HARLOW: Well, President Trump wants to block millions of votes, and he's trying to do it again, asking the Supreme Court to intervene here. Will the high court even take up this case or will they put an end to this baseless fight next?
(COMMERCIAL BREAK)
[09:25:00]
HARLOW: President Trump is right now asking the Supreme Court to intervene and essentially invalidate millions of American votes. This is according to a filing from the president, a motion from the president to intervene in a lawsuit that has already been filed by the Texas Attorney General, Ken Paxton. Paxton is expected to be at the White House today.
SCIUTTO: Seventeen other Republican attorneys general declared support for the lawsuit. This as the Atlanta Journal Constitution reports that the president called Georgia's attorney general, also a Republican, yesterday, and warned him not to rally other Republicans against the lawsuit.

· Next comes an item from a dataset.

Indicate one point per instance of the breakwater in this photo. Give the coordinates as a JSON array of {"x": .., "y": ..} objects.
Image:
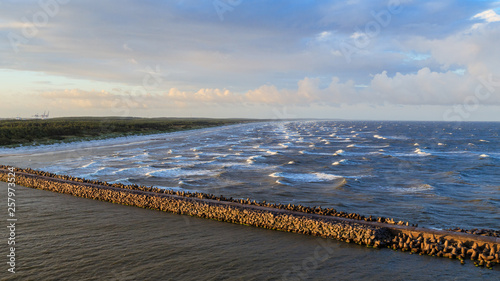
[{"x": 352, "y": 228}]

Another example of the president's personal intervention in this. CNN White House correspondent John Harwood is in Washington. So, John, the president reportedly looking to Texas Senator Ted Cruz to lead this fight, should it reach the Supreme Court, but I mean, the Supreme Court very quickly dismissed Pennsylvania case with similar arguments behind it. I mean, is this a charade or is this a genuine legal attempt right now?
JOHN HARWOOD, CNN WHITE HOUSE CORRESPONDENT: This case, Jim, is a gigantic clownish lie that has no merit whatsoever, it's not going anywhere. And there is an incredible irony in the fact that Ted Cruz, the senator from Texas --
SCIUTTO: Yes --
HARWOOD: Is going to advance this lie for President Trump. Let's remember, go back a few years ago, Ted Cruz came to the Senate, immediately became loathed by his colleagues because he was the one who would shamelessly pretend that you could do things that you couldn't do.